Foto: Emmanuele Contini / NurPhoto via Getty Images
Text von Andreas Wegelin
Nach monatelangem Protest auf der Strasse und in der Internet-Community hat am 26. März 2019 das EU-Parlament den Vorschlag zur neuen Richtlinie der EU über das Urheberrecht im digitalen Binnenmarkt genehmigt. Die Revisionen des Urheberrechts in der Schweiz und in der EU: Was sind die Gemeinsamkeiten und Unterschiede?

Einige Tage vor dem Entscheid des EU-Parlaments hat der Ständerat am 12. März 2019 die Vorlage zur Revision des Urheberrechts in der Schweiz an seine vorberatende Kommission Wissenschaft Bildung Kultur WBK zurückgewiesen. Der Rat hat dazu seiner Kommission den Auftrag gegeben, die aktuellen Entwicklungen in der EU zu berücksichtigen.

Trotz des von Bundesrätin Sommaruga, der damaligen Justizministerin, sorgfältig austarierten AGUR-Kompromisses drohen der Revision des Urheberrechts noch einmal Verzögerungen und damit auch die Gefahr, dass einzelne Partikularinteressen, welche bisher wegen des geschlossenen Kompromisses in der vorberatenden Arbeitsgruppe Urheberrecht (AGUR) hintangestellt wurden, erneut aufkommen.

Die wichtigsten Revisionspunkte in der europäischen Regelung

In der europäischen Regelung besonders umstritten sind zwei grundsätzliche Verbesserungen des Schutzes für die Urheber:

Die Verantwortlichkeit der Plattformbetreiber für das Teilen von Inhalten, welche von Konsumenten hochgeladen werden
Diese Vorschrift betrifft vor allem die grossen Social Media-Plattformen (Google, Apple, Facebook und Amazon, kurz: GAFA). Gemäss dem geltenden EU-Recht konnten sich deren Betreiber auf den Standpunkt stellen, sie wären lediglich technischer Dienstleister und nicht verantwortlich für den Inhalt, der auf ihren Plattformen zur Verfügung gestellt wird. Diese Haltung geht auf die E-Commerce-Richtlinie der EU aus dem Jahre 2000 zurück, in welcher – zur Ankurbelung der digitalen Wirtschaft – die Haftung der technischen Dienstleister beschränkt wurde (das sogenannte «Safe Harbour»-Prinzip).

Mittlerweile wurde zu Recht anerkannt, dass durch den Upload von geschützten Inhalten durch Private Urheberrechte verletzt werden.

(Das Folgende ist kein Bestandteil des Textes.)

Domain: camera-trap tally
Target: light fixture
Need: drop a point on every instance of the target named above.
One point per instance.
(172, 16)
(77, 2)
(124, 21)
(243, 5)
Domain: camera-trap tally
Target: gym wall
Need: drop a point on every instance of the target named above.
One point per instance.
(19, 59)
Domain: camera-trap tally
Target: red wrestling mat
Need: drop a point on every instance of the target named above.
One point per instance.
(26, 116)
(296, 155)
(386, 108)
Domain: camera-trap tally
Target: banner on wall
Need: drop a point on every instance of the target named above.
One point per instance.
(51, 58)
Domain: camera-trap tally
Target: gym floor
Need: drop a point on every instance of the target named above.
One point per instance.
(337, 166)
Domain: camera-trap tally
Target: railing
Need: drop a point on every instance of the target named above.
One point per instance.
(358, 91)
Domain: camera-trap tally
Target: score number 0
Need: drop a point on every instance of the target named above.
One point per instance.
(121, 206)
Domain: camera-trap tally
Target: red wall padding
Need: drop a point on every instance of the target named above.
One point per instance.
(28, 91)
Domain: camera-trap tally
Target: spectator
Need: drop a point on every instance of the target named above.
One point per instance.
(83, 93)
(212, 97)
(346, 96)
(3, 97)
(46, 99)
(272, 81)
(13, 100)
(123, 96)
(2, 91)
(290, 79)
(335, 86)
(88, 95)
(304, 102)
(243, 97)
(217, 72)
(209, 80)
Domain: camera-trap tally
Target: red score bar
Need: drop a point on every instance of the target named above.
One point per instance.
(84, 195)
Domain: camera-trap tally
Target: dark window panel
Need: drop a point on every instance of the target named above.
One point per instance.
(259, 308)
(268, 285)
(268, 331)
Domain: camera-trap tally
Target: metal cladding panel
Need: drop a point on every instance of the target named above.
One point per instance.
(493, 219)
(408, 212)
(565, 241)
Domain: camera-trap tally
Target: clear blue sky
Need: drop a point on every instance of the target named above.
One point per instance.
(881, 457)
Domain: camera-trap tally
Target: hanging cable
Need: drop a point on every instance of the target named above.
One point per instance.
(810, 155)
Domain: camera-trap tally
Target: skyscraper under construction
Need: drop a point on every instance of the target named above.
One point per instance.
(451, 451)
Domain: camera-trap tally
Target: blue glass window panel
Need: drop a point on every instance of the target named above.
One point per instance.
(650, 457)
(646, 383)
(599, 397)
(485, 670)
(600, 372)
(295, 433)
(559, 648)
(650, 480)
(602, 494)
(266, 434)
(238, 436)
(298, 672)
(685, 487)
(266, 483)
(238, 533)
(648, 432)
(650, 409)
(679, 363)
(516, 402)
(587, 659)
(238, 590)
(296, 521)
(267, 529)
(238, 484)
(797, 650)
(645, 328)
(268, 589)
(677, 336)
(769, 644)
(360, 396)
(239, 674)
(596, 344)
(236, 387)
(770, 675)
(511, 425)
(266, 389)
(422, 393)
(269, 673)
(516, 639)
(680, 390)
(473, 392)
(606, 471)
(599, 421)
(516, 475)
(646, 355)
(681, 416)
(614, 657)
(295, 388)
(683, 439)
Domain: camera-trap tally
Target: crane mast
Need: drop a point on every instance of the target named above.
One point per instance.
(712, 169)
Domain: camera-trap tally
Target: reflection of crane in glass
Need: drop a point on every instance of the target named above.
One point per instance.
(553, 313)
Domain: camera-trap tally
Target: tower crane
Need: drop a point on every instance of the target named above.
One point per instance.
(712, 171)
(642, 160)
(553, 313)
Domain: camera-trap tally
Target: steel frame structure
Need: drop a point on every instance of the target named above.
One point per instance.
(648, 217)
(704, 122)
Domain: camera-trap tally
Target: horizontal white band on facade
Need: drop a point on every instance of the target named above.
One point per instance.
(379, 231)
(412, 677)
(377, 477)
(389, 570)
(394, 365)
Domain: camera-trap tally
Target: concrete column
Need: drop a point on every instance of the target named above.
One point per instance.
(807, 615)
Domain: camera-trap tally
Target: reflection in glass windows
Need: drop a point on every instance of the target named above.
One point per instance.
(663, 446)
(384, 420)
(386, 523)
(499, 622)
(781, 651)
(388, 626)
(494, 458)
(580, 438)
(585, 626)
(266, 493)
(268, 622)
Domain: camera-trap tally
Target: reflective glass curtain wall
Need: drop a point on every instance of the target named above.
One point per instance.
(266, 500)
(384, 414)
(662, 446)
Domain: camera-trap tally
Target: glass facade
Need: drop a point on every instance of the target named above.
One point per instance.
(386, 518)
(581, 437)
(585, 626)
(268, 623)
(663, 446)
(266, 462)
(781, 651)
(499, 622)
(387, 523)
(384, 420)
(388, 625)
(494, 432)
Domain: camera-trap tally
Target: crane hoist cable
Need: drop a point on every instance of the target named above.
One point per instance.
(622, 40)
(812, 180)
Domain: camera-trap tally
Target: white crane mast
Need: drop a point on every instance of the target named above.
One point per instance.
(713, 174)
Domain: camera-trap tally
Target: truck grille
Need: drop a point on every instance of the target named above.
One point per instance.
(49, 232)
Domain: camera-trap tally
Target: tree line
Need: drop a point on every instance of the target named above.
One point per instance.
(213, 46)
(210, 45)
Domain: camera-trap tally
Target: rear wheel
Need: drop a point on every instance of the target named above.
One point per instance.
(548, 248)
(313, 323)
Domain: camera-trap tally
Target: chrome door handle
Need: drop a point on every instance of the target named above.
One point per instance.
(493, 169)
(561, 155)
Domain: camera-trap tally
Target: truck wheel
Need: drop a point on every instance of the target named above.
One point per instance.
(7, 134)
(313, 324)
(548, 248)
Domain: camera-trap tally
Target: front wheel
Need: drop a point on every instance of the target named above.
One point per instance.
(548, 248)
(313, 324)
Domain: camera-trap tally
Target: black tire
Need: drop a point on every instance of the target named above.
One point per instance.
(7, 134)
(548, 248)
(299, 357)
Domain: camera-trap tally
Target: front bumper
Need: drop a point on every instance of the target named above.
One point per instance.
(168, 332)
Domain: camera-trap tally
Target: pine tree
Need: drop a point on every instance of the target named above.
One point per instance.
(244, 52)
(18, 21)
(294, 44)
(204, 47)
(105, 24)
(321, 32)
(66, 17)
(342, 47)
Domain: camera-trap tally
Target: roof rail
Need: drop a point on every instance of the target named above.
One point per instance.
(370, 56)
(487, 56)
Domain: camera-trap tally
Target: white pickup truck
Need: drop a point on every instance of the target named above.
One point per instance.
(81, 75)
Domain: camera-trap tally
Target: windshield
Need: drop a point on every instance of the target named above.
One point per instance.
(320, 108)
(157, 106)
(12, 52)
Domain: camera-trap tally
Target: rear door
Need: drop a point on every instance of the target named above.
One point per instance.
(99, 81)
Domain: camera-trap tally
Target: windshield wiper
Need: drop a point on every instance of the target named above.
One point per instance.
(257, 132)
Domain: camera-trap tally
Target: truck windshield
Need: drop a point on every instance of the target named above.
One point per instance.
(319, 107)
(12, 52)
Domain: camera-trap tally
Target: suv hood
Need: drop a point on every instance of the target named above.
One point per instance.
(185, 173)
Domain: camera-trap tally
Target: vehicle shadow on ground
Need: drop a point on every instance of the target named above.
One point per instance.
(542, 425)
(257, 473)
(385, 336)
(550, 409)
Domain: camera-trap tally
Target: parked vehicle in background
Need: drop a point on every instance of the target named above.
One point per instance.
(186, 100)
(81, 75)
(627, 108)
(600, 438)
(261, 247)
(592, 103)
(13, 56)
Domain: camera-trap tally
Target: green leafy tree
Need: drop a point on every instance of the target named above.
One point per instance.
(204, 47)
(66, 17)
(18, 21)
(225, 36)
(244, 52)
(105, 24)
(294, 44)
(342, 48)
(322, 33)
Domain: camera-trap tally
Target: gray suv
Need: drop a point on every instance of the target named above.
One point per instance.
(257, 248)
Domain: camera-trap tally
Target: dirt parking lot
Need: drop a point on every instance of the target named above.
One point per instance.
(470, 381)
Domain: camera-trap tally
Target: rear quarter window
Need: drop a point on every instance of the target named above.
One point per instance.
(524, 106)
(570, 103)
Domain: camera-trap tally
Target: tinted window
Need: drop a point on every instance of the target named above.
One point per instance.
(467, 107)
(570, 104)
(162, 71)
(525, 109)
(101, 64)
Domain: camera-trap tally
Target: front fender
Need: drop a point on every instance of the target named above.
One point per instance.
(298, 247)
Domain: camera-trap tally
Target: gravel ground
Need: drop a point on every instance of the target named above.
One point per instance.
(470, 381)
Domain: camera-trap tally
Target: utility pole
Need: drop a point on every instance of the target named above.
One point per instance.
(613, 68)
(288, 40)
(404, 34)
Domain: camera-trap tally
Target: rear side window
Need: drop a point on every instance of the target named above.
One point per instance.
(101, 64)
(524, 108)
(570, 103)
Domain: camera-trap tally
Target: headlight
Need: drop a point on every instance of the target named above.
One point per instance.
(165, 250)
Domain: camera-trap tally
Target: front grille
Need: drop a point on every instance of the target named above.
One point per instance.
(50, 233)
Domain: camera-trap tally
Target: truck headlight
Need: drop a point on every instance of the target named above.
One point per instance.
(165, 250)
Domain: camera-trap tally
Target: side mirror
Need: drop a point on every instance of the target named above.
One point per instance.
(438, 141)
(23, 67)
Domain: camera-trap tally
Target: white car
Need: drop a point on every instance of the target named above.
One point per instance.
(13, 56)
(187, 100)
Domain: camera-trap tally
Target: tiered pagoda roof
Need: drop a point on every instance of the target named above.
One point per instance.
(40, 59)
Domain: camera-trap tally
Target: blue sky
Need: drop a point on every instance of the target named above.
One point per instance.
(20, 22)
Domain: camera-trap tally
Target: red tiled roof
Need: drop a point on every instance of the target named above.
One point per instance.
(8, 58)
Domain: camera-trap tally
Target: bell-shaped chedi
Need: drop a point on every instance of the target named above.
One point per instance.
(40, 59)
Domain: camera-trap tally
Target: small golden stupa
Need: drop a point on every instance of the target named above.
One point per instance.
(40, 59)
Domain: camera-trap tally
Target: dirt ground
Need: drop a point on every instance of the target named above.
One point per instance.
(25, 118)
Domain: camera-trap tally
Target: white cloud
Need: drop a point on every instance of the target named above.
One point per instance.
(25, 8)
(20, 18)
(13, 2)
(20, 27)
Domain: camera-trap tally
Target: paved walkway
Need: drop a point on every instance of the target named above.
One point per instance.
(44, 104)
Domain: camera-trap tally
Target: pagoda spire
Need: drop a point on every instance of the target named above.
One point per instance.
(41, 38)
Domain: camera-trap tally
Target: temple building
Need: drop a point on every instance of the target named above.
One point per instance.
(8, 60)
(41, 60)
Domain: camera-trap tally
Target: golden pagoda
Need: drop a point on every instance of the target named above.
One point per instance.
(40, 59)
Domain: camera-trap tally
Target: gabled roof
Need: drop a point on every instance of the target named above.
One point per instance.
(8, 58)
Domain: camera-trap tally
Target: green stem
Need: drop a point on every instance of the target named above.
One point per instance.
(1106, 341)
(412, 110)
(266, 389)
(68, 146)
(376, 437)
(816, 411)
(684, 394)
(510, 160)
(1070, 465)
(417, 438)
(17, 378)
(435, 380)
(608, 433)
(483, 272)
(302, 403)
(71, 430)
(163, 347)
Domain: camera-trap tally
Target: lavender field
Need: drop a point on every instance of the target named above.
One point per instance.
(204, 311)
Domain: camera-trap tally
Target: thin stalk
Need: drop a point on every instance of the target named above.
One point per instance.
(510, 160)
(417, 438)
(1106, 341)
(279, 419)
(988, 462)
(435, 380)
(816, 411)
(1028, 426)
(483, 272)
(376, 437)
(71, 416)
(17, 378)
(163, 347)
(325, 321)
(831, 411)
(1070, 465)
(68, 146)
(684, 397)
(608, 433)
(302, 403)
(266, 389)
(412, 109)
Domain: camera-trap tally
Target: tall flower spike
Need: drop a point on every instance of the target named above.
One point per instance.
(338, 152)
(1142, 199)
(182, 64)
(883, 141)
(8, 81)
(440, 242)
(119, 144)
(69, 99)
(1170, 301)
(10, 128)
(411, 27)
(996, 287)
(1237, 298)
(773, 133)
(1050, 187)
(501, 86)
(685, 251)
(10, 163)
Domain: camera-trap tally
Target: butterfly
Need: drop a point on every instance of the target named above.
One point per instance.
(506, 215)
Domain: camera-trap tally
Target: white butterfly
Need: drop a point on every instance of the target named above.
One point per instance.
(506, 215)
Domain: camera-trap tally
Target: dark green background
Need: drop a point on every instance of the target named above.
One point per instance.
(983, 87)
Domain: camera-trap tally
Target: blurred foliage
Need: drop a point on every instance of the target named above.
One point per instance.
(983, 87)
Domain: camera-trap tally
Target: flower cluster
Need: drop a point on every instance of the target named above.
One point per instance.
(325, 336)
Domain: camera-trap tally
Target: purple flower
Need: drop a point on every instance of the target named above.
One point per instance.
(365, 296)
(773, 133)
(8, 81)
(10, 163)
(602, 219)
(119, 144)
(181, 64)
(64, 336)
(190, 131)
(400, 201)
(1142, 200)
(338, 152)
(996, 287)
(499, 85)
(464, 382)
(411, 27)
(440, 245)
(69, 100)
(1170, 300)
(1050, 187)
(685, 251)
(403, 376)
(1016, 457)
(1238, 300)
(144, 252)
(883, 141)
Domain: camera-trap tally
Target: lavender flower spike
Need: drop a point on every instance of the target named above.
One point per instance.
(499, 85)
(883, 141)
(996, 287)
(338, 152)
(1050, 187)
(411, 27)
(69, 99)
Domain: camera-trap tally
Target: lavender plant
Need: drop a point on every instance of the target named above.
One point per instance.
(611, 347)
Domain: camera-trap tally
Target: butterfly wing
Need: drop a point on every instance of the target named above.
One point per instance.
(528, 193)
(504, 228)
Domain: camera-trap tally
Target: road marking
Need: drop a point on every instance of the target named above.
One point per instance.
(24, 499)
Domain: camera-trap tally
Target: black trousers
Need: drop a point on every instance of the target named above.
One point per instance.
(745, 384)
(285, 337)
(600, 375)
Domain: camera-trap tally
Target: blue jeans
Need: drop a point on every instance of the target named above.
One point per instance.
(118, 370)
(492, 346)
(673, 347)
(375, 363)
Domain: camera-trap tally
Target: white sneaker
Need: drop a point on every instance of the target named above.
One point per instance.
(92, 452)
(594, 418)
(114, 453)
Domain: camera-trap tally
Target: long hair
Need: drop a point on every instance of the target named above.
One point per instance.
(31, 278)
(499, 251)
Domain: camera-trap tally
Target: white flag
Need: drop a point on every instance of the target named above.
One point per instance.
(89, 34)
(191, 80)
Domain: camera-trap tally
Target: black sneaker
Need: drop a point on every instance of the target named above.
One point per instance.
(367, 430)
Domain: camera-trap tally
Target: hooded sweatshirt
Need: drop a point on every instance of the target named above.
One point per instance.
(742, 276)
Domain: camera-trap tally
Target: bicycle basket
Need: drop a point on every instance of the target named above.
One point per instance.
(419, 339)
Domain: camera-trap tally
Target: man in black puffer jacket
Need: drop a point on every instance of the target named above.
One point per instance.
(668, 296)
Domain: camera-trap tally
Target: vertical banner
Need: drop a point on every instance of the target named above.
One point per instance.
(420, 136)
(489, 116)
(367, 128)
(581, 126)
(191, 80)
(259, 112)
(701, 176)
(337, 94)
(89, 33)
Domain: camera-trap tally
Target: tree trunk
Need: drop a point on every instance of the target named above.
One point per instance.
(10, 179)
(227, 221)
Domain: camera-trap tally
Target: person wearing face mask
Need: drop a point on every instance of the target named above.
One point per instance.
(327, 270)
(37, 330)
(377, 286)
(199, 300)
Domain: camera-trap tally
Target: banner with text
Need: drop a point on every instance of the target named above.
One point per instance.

Selbst Anbieter wie Google suchten wegen Youtube den Kontakt zu den grossen Rechteinhabern und Verwertungsgesellschaften, allerdings immer um auf «freiwilliger» vertraglicher Basis eine finanzielle Abgeltung zu leisten. Plattformen wie Youtube sind deshalb so beliebt, weil mittlerweile dort praktisch sämtliche Inhalte verfügbar sind und von Musik- oder Filmbegeisterten immer weiter geteilt werden.

Gemäss Art. 17 der neuen Richtlinie (im Entwurf war es noch Art. 13) wird jetzt definiert, dass die Mitgliedstaaten der EU Regeln vorsehen müssen, dass Dienstanbieter urheberrechtlich verantwortlich sind für Inhalte, welche auf ihren Plattformen geteilt (hochgeladen) werden.

Das wird die GAFAs dazu zwingen, entweder mit sämtlichen Rechteinhabern Lizenzverträge auszuhandeln oder aber durch technische Massnahmen (sogenannte Uploadfilter) zu verhindern, dass geschützte Inhalte überhaupt noch hochgeladen werden können. Die Aussicht auf letztere Massnahme hat die Internet-Community aufgewühlt und zu Demonstrationen vor dem EU-Parlament geführt, da sie eine einschneidende Beschränkung der Meinungsäusserungs- und der Kunstfreiheit befürchten.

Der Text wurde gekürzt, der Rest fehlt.